Agora des transitions : retour sur le débat "le nucléaire peut-il sauver le climat ?"

02/12/2025 10:58
© Sciences Po Rennes

Le mardi 4 novembre 2025, le campus de Caen de Sciences Po Rennes a eu le plaisir d'accueillir Béatrice Hovnanian, enseignante agrégée d’anglais, élue communautaire à Caen et co-réalisatrice du documentaire Quelles énergies pour demain ? et Yves Marignac, expert énergie et nucléaire et porte-parole de négaWatt, pour un débat autour du sujet suivant : le nucléaire peut-il sauver le climat ? Le débat a été animé par Alexis Alamel, maître de conférences en géographie au campus de Caen.

Yves Marignac a ouvert le débat en présentant brièvement Négawatt, l’association d'experts dont il est le porte-parole et qui cherche à soutenir le débat public en offrant des scénarios énergétiques autour de la neutralité climatique.
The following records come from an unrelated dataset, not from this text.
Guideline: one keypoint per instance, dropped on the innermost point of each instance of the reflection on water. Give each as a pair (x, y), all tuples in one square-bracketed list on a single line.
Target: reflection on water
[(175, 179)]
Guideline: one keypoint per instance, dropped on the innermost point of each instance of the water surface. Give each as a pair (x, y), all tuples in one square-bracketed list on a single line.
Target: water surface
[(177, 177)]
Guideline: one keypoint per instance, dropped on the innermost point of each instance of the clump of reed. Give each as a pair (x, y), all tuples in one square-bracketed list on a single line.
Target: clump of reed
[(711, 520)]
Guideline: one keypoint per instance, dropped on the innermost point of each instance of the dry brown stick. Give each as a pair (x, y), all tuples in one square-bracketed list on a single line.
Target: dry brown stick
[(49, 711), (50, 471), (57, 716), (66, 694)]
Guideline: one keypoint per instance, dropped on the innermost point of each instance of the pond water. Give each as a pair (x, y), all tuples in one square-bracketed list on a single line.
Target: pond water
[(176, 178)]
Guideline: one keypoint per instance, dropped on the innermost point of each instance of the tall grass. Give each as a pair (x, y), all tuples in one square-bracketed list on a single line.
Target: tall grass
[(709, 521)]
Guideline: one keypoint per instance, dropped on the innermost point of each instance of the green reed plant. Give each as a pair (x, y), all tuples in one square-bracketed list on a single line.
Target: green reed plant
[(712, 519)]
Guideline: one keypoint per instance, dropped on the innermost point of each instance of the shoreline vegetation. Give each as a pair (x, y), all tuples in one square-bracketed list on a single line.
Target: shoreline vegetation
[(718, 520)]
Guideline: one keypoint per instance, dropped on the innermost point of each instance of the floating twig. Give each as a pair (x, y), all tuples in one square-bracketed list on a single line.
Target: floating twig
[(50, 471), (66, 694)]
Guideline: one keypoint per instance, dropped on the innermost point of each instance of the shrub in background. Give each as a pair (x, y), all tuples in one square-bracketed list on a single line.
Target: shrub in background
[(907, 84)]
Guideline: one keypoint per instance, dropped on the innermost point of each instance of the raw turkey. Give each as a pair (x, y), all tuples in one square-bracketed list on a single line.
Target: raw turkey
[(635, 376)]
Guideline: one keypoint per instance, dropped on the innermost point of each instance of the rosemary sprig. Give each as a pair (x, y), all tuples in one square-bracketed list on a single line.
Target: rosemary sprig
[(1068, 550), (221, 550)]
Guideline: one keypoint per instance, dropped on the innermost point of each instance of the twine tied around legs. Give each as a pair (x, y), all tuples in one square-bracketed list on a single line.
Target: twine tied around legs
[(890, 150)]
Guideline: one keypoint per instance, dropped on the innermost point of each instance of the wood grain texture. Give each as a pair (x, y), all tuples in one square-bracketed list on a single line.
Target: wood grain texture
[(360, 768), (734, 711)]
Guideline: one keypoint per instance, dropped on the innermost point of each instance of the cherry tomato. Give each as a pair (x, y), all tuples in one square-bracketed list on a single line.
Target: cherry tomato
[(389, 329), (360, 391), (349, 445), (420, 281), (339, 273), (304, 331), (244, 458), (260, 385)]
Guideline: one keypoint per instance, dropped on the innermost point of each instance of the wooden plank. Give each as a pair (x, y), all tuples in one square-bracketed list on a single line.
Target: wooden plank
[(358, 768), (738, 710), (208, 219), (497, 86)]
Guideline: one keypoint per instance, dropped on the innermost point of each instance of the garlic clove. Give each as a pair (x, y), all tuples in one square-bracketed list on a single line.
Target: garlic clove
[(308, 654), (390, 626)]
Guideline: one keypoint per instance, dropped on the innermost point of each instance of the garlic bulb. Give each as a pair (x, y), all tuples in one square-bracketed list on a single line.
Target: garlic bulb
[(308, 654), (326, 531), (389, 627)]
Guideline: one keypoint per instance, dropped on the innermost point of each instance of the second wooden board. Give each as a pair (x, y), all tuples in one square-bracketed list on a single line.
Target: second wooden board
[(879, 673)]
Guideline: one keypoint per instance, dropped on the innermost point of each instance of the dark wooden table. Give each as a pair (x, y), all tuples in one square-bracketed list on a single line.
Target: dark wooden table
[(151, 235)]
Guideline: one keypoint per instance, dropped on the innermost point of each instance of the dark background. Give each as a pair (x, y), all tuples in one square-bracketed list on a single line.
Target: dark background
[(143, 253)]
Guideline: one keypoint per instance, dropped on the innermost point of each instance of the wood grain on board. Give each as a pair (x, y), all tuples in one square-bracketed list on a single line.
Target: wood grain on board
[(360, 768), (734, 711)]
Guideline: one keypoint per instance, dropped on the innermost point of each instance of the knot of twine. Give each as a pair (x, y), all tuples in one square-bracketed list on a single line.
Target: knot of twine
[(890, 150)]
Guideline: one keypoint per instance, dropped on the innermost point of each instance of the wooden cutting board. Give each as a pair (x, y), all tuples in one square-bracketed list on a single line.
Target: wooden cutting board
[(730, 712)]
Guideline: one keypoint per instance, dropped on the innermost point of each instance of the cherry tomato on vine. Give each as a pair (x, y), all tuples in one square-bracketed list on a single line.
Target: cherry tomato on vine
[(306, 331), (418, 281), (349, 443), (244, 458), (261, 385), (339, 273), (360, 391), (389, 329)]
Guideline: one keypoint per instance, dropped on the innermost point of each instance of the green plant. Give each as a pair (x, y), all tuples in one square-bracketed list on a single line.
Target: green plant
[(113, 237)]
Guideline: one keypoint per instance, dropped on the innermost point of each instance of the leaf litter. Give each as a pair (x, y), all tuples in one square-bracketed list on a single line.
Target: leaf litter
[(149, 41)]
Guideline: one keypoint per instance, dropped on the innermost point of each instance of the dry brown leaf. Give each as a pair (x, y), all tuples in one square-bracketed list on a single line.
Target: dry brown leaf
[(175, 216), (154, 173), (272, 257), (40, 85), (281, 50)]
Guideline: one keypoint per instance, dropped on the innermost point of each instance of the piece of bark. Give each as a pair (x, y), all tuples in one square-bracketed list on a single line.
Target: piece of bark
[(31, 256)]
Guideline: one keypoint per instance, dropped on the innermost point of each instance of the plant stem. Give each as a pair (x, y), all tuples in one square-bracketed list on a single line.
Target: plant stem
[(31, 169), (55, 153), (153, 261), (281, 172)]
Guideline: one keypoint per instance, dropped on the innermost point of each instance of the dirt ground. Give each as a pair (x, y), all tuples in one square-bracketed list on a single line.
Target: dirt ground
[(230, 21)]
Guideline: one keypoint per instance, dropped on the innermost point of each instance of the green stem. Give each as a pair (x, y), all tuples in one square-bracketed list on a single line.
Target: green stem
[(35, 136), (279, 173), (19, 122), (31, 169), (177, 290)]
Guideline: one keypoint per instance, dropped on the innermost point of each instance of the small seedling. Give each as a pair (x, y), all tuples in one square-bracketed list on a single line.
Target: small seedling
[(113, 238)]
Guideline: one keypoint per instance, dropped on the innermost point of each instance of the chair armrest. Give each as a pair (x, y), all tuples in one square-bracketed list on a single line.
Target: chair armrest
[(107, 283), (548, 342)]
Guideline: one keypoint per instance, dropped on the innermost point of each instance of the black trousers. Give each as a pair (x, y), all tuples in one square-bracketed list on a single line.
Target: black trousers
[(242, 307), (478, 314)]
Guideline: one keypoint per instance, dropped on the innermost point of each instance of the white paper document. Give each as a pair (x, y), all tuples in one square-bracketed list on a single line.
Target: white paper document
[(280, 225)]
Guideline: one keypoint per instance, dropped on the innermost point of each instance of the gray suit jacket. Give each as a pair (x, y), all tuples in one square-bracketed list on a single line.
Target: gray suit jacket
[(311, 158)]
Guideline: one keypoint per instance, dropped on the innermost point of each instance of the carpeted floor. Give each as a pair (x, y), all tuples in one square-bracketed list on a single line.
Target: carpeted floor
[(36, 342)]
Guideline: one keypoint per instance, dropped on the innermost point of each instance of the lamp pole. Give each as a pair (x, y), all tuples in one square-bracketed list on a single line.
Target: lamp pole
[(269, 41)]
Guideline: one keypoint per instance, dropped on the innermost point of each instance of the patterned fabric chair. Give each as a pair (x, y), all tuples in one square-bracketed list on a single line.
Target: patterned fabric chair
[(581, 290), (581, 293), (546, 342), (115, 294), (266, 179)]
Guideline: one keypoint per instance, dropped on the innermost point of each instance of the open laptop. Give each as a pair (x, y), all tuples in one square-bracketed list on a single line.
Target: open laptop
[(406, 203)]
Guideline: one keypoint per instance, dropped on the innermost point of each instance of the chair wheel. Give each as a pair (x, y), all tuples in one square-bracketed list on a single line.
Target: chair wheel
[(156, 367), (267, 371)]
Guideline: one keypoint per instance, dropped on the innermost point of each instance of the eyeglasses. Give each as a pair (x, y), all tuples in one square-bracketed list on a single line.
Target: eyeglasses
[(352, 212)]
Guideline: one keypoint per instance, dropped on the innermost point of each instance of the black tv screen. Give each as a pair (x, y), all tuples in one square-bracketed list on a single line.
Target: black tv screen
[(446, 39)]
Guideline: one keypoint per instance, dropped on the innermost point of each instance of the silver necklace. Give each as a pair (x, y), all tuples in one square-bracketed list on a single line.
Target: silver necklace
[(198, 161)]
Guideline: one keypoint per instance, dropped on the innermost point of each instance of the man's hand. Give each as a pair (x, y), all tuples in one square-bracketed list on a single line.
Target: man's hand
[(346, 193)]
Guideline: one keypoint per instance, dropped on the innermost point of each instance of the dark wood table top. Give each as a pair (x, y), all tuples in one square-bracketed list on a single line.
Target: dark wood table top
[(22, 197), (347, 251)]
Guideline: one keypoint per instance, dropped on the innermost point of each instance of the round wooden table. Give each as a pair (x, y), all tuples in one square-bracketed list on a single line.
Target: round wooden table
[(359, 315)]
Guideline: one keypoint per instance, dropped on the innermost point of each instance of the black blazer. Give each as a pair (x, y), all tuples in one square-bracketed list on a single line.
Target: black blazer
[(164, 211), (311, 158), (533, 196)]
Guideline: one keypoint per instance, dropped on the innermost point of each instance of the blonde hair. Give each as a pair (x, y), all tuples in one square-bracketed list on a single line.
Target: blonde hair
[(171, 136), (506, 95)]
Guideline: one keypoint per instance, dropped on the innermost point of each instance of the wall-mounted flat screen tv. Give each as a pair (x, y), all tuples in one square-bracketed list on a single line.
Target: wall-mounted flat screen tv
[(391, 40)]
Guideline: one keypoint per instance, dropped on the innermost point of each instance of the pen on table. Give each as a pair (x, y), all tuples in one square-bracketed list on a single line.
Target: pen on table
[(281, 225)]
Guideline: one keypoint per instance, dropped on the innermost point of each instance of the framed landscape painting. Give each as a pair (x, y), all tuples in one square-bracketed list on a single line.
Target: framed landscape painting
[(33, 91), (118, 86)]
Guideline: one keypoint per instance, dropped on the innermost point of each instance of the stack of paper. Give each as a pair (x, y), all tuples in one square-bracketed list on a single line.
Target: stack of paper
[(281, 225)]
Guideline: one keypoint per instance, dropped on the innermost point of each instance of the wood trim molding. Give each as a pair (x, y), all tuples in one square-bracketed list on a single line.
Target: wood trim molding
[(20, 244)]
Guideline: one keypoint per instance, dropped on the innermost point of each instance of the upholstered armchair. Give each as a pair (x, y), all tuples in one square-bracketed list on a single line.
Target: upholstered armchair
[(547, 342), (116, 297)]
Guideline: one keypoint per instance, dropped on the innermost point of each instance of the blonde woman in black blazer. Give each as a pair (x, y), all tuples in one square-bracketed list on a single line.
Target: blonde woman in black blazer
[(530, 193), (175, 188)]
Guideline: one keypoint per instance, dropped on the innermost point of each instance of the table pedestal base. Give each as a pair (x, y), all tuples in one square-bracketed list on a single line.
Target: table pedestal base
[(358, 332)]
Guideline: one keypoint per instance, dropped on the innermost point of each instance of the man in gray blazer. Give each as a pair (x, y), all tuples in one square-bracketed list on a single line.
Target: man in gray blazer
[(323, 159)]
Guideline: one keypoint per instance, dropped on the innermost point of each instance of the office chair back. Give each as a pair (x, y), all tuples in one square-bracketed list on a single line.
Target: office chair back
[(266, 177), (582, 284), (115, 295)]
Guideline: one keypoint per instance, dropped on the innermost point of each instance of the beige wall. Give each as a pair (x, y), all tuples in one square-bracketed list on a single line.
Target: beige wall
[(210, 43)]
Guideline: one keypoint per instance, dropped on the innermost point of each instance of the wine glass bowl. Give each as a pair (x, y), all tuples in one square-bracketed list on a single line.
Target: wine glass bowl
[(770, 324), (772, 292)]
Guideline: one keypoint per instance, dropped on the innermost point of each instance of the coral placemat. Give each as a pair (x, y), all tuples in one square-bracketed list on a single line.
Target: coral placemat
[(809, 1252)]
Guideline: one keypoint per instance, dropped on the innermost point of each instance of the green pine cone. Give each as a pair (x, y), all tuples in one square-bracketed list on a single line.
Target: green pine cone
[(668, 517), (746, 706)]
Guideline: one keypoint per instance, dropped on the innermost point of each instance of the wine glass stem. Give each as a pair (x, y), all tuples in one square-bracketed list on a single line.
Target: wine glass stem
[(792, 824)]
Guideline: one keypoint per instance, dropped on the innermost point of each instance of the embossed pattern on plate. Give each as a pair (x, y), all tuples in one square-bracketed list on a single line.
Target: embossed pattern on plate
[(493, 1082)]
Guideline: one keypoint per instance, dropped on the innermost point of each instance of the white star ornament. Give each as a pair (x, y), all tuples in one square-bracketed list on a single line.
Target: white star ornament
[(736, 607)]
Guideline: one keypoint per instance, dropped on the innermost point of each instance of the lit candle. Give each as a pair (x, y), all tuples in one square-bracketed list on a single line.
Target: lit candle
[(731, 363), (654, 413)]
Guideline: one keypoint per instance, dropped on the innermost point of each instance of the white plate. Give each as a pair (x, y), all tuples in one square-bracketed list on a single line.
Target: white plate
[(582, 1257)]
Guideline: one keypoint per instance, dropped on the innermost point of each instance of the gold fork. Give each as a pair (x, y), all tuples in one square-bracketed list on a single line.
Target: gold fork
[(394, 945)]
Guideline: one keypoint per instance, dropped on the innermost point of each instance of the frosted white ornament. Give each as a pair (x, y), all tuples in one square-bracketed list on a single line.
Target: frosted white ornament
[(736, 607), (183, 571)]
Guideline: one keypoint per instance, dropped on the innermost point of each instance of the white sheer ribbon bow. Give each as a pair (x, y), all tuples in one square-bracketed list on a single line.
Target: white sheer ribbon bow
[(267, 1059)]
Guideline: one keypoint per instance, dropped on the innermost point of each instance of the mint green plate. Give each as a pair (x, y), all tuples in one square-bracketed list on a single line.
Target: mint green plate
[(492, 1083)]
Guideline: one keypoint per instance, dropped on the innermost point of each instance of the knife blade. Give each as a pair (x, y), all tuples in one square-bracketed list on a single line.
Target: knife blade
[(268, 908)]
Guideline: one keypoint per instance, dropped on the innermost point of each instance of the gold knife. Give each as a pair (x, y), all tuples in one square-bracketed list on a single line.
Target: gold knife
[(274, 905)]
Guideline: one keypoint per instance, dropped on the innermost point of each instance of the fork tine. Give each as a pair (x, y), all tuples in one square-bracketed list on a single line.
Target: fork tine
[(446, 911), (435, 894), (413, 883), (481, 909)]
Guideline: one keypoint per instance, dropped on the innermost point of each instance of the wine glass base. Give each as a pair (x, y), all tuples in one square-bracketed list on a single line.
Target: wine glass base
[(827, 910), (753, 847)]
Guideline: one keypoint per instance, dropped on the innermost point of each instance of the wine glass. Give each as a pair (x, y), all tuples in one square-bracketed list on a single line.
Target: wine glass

Il a souligné l’importance capitale de l’implication citoyenne dans les questions énergétiques nationales afin d’assurer un équilibre des pouvoirs notamment par rapport aux élus, qui ont parfois ignoré ou contredit les paroles d’experts. Selon lui, parler de la question énergétique en 2025 en passant par l’unique débat entre nucléaire et énergies renouvelables, c’est s’inscrire dans un déni démocratique grave qui ignore la question essentielle de la sobriété énergétique. Selon Négawatt, il est possible d’atteindre une consommation d’électricité passant uniquement par le renouvelable d’ici 2050 à condition d’y rediriger les investissements destinés au nucléaire, et de diviser notre consommation d’énergie par deux. 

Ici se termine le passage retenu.